The Finance Minister has justified the 2% equalization levy imposed by India on the supply of services by multinational enterprises. According to the Finance Minister, it is a sovereign right to tax revenue from operations within the country.
Technology giants and e-commerce companies have been demanding withdrawal of the 2% equalization levy imposed on non-resident companies from India.
The concept of equalization levy was introduced in the year 2015 as an interim measure. It was presented as one of three measures to tackle the emerging problem due to digital transactions. This was proposed by the Organization for Economic Co-operation and Development (OECD) in the Pillar-1 Action Plan of the Base Erosion and Profit Shifting (BEPS) project.

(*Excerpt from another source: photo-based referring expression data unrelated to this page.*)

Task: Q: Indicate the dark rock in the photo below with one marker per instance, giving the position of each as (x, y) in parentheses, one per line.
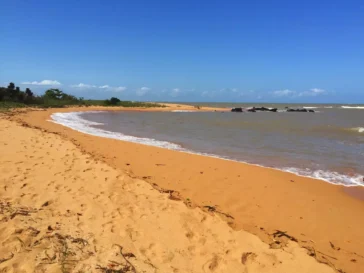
(237, 109)
(299, 110)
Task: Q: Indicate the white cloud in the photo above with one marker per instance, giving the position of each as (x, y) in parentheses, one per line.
(283, 93)
(175, 92)
(44, 82)
(83, 86)
(142, 91)
(119, 88)
(313, 92)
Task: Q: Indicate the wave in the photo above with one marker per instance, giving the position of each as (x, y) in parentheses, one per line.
(331, 177)
(74, 121)
(183, 111)
(358, 129)
(352, 107)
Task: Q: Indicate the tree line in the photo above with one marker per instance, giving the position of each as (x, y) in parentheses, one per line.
(57, 98)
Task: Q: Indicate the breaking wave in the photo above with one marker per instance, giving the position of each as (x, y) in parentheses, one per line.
(74, 121)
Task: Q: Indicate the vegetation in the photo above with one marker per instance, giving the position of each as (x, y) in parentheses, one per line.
(12, 97)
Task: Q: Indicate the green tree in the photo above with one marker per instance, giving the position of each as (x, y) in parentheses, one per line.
(114, 101)
(54, 94)
(29, 92)
(11, 86)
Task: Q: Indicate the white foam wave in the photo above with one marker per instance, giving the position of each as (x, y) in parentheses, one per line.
(352, 107)
(74, 121)
(183, 111)
(331, 177)
(359, 129)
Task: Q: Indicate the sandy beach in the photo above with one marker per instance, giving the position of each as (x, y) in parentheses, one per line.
(72, 202)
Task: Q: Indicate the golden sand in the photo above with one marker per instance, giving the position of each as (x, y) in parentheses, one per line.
(84, 195)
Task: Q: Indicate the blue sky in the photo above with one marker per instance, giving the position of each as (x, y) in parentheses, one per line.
(253, 51)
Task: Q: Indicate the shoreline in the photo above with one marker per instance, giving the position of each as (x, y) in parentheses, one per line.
(64, 211)
(200, 181)
(178, 148)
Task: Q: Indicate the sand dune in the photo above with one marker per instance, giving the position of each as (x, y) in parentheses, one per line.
(62, 211)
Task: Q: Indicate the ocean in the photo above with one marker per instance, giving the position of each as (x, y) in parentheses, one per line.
(327, 144)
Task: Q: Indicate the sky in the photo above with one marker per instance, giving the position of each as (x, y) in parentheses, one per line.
(220, 51)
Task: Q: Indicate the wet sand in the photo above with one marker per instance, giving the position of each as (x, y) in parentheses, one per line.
(323, 218)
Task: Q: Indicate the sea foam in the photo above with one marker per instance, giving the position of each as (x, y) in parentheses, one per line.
(74, 121)
(352, 107)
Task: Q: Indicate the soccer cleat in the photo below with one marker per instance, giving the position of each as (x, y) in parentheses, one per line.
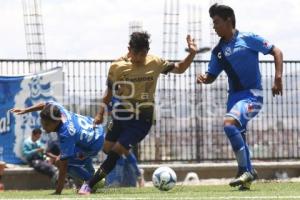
(244, 178)
(85, 190)
(247, 185)
(99, 185)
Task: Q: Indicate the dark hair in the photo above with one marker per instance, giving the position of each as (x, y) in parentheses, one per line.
(222, 11)
(36, 131)
(139, 41)
(50, 113)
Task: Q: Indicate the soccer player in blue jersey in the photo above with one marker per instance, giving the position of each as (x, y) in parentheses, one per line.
(79, 140)
(237, 55)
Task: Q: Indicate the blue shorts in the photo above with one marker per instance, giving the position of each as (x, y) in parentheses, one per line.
(243, 106)
(128, 132)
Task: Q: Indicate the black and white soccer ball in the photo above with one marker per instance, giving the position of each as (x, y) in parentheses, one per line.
(164, 178)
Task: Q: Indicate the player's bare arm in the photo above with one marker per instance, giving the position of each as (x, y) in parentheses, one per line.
(181, 66)
(278, 59)
(20, 111)
(205, 78)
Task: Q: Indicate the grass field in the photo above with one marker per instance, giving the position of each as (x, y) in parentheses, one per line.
(267, 190)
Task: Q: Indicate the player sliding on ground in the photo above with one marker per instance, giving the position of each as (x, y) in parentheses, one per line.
(237, 54)
(132, 82)
(79, 140)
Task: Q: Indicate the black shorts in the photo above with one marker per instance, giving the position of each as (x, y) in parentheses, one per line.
(127, 132)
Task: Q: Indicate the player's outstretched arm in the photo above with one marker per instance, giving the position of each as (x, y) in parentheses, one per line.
(278, 58)
(20, 111)
(205, 79)
(181, 66)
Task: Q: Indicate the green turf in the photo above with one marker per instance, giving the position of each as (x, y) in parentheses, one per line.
(269, 190)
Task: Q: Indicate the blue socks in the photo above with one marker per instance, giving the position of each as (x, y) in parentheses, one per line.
(249, 165)
(238, 145)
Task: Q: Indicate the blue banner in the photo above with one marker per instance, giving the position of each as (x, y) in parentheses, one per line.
(20, 92)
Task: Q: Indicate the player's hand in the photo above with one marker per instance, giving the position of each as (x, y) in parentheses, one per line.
(41, 150)
(202, 78)
(18, 111)
(192, 46)
(277, 87)
(98, 119)
(56, 193)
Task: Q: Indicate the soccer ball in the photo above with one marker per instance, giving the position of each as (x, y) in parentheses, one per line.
(164, 178)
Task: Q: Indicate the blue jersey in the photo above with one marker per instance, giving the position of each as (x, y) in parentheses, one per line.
(76, 131)
(239, 59)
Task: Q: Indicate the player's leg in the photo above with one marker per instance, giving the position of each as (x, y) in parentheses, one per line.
(132, 133)
(242, 112)
(132, 162)
(231, 128)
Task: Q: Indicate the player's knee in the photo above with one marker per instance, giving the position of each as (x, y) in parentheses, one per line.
(230, 130)
(107, 147)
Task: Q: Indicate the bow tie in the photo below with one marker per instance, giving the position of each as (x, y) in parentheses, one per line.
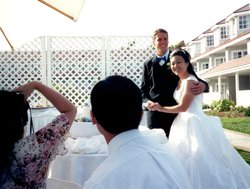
(161, 60)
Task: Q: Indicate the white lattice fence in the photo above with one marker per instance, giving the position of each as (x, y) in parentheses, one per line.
(23, 65)
(126, 56)
(73, 65)
(76, 63)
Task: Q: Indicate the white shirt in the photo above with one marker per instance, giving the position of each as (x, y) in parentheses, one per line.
(136, 161)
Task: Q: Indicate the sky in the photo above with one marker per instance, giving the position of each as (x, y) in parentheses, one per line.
(24, 20)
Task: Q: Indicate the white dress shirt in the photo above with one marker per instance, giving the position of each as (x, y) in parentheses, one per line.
(136, 161)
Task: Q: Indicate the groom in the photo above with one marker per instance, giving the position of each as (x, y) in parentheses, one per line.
(159, 83)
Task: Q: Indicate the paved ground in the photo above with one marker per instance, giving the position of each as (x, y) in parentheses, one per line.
(238, 140)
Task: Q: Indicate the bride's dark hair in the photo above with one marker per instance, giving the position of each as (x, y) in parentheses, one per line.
(187, 58)
(13, 117)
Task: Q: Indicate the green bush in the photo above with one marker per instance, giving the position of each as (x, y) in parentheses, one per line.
(222, 105)
(205, 106)
(247, 111)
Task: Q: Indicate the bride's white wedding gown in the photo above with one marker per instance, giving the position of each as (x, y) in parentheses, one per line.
(199, 143)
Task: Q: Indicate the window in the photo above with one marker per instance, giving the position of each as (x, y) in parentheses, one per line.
(239, 54)
(224, 32)
(210, 40)
(244, 22)
(205, 66)
(198, 48)
(219, 60)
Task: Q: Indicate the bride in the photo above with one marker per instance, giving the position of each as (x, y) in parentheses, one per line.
(198, 140)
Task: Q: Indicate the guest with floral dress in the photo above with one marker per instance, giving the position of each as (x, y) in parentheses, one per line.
(24, 161)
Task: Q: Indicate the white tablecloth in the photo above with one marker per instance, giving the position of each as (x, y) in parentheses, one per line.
(41, 117)
(75, 167)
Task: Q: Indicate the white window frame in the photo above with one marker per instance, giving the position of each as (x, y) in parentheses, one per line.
(224, 32)
(239, 54)
(219, 60)
(210, 40)
(244, 22)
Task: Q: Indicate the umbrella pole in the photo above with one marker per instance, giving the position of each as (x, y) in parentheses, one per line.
(12, 48)
(58, 10)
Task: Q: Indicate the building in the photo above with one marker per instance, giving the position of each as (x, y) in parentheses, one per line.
(221, 56)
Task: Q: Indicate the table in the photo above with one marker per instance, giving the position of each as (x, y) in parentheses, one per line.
(75, 167)
(41, 117)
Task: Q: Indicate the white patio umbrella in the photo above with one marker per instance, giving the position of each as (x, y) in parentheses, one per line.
(21, 21)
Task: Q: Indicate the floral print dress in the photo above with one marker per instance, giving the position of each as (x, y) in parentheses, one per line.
(32, 155)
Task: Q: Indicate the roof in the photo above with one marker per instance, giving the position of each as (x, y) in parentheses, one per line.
(229, 67)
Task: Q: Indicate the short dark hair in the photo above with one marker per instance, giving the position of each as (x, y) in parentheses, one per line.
(14, 116)
(160, 30)
(117, 104)
(187, 58)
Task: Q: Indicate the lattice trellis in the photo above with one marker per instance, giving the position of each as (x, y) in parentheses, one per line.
(73, 65)
(23, 65)
(126, 56)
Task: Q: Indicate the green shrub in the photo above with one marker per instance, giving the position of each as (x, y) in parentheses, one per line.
(205, 106)
(222, 105)
(247, 111)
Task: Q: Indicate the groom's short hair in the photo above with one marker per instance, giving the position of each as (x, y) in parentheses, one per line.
(117, 104)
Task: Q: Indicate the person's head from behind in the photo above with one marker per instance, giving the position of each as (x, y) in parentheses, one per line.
(14, 117)
(116, 104)
(180, 62)
(160, 41)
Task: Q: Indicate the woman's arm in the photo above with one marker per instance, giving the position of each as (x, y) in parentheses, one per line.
(185, 101)
(61, 103)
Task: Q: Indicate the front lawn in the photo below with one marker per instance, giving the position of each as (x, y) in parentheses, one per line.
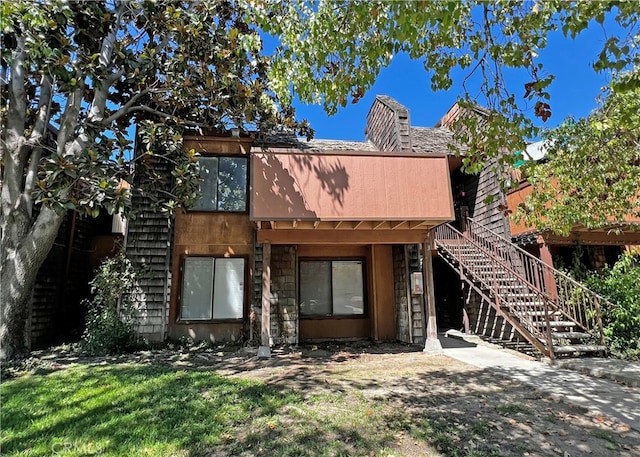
(153, 410)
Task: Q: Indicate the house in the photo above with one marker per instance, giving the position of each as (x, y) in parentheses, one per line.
(299, 241)
(385, 239)
(593, 247)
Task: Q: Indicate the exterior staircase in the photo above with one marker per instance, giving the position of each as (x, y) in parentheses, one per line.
(553, 312)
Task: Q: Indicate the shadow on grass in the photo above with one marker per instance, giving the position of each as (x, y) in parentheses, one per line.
(162, 410)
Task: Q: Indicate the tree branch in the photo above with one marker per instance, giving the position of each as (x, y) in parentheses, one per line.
(16, 118)
(101, 93)
(32, 172)
(44, 110)
(126, 108)
(165, 115)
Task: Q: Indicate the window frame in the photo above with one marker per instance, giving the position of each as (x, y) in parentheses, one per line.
(365, 301)
(245, 277)
(247, 162)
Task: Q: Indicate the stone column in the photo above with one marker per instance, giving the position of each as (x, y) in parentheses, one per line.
(432, 344)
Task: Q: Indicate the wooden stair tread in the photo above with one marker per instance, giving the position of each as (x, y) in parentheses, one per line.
(569, 349)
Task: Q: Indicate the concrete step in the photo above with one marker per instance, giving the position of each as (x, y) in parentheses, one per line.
(578, 348)
(556, 324)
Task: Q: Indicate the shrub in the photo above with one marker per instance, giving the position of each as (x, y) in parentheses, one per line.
(621, 286)
(111, 315)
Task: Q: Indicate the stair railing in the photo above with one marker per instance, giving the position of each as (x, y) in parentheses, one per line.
(463, 248)
(574, 300)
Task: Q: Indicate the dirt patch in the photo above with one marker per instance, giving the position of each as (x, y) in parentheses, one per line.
(427, 405)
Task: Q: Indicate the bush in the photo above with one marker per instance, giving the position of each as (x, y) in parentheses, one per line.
(111, 315)
(621, 286)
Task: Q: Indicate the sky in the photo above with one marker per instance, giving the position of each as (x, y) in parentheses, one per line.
(573, 92)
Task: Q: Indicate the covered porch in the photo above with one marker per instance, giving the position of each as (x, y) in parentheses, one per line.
(333, 234)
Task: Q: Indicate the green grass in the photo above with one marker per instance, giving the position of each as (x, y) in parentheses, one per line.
(146, 410)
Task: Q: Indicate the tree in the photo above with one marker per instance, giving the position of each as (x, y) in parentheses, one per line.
(333, 51)
(75, 76)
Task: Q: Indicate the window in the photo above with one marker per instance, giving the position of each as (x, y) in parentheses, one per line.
(213, 288)
(331, 288)
(225, 184)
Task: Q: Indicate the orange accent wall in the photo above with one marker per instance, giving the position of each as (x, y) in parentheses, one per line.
(514, 199)
(384, 310)
(340, 186)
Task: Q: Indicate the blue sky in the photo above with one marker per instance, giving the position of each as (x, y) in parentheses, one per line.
(573, 92)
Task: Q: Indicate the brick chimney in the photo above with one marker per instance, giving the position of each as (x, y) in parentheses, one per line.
(388, 125)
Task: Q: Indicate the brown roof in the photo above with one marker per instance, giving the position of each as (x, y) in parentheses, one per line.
(431, 140)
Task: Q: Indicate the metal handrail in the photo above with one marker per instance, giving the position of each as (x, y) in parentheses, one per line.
(573, 299)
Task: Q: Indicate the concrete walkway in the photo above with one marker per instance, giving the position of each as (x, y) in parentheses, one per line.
(595, 394)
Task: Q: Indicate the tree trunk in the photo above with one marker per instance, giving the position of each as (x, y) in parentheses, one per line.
(20, 261)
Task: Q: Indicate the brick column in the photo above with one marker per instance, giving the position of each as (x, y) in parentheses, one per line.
(265, 335)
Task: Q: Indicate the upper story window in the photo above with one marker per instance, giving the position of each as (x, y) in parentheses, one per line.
(225, 184)
(331, 288)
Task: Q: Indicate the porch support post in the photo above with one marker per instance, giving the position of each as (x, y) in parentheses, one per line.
(264, 350)
(432, 344)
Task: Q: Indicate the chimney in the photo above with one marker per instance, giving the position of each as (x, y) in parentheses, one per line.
(388, 125)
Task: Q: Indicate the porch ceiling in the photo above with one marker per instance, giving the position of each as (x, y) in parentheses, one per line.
(350, 191)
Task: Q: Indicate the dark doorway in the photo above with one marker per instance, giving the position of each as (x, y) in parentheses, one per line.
(448, 293)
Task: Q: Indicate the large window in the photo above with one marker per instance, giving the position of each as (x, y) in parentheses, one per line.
(225, 184)
(331, 288)
(213, 288)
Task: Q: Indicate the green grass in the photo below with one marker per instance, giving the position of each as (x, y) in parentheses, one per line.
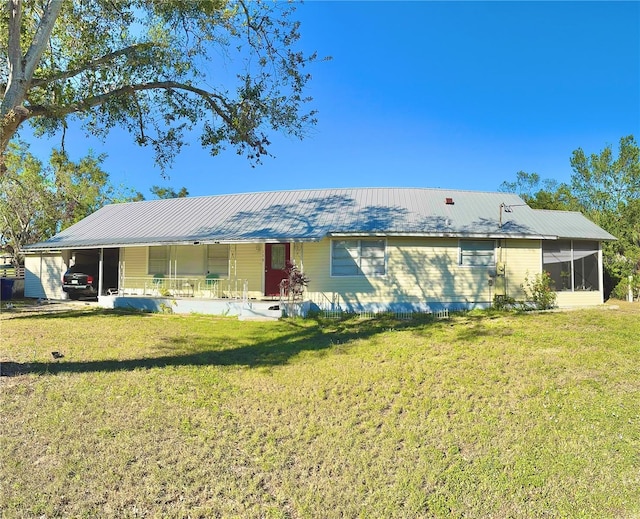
(490, 415)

It consists of two pillars:
- Pillar-1: It applies to about 100 largest and most profitable multinational companies (global turnover of over EUR 20 billion and profits of more than 10%). It shares some of the profits of companies in the jurisdictions where they sell their products or provide their services.
- Pillar-2: This is on large multinationals, such as companies with annual revenues in excess of EUR 750 million. It brings companies within the ambit of the global minimum corporate tax of 15% from the year 2023.
BEPS refers to the evasion or evasion strategies used by multinational companies. Under this, these companies take advantage of the loopholes and conflicting provisions in the tax rules to avoid paying tax.